Hierarki Kepintaran Mahasiswa Menurut Kukuh Samudra

Rabu, November 02, 2016 1 Comments A+ a-

       Manakala berbincang tentang berbagai topik yang tidak jelas, aku menyimak pembicaraan Kukuh mengarah kepada pendapatnya atas situasi dan kondisi mahasiswa di kampus ini. Kukuh melontarkan tesisnya tentang hierarki kepintaran mahasiswa. Rasa saya, terminologi ini sebenarnya tidak berasal dari buku manapun tetapi sedikit ada mirip dengan Hierarki Kebutuhan Maslow. Oke seperti biasa, tanpa memperpanjang mukaddimah. Langsung saja. Ekhhm.

1.       Tingkatan Pertama adalah mahasiswa yang boleh dikategorikan sebagai cerdas dan pintar. Mereka menekuni bidang keilmuan sesuai jurusan masing-masing. Misal : mahasiswa Teknik Sipil membaca serius literatur tentang struktur. Mahasiswa Teknik Tenaga Listrik menekuni benar literatur analisis daya, dll. Mereka ini adalah kaum mahasiswa yang berjalan lurus. Tidak neko-neko. Mereka mencintai ilmu sebagaimana mereka mencintai uang dan program studi sendiri.

2.       Tingkatan Kedua adalah mahasiswa yang merasakan ada suatu yang kurang dari program studinya.
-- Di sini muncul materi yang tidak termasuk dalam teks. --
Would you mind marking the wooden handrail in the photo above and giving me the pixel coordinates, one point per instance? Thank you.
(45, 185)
Mahasiswa tingkatan kedua ini mulai mencari integrasi ilmu dalam prodinya dengan prodi lain. Multidisiplin ilmu. Itulah istilah kerennya. Mahasiswa ini mulai merambah (ekspansi) hal-hal yang berkait dengan jurusannya. Misal : ada mahasiswa Meteorologi yang mengambil kuliah Paleontologi di jurusan Geologi. Ada juga Mahasiswa Teknik Lingkungan yang mengambil mata kuliah kewirausahan dengan harapan bahwa ilmu dan keprofesian yang Ia peroleh dari bangku kuliah bisa dibisniskan.

3.       Tingkatan Ketiga yaitu mahasiswa yang cukup stres. Kaum ini merasa kurang puas dengan pelajaran prodinya. Baginya, ada yang luput dari pembahasan sains dan enjinering. Ia lantas mencicipi sedikit ilmu humaniora. Pintu gerbang pertama tentu adalah filsafat. Anggapan mahasiswa pada tingkatan ketiga ini, resah gelisahnya bisa dituntas dengan filsafat. Mulanya mungkin dengan mengutip ucapan filsuf. Lama-lama tertarik membaca satu dua buku pengantar filsafat. Lantas membahas lebih mendalam dengan mencoba menelaah sumber-sumber primer teks filsafat. Golongan ini mulai mempertanyakan makna kehidupan. Ujung-ujungnya berpusing mencari kebenaran. Dan menyeret segala hal ke ranah filsafat.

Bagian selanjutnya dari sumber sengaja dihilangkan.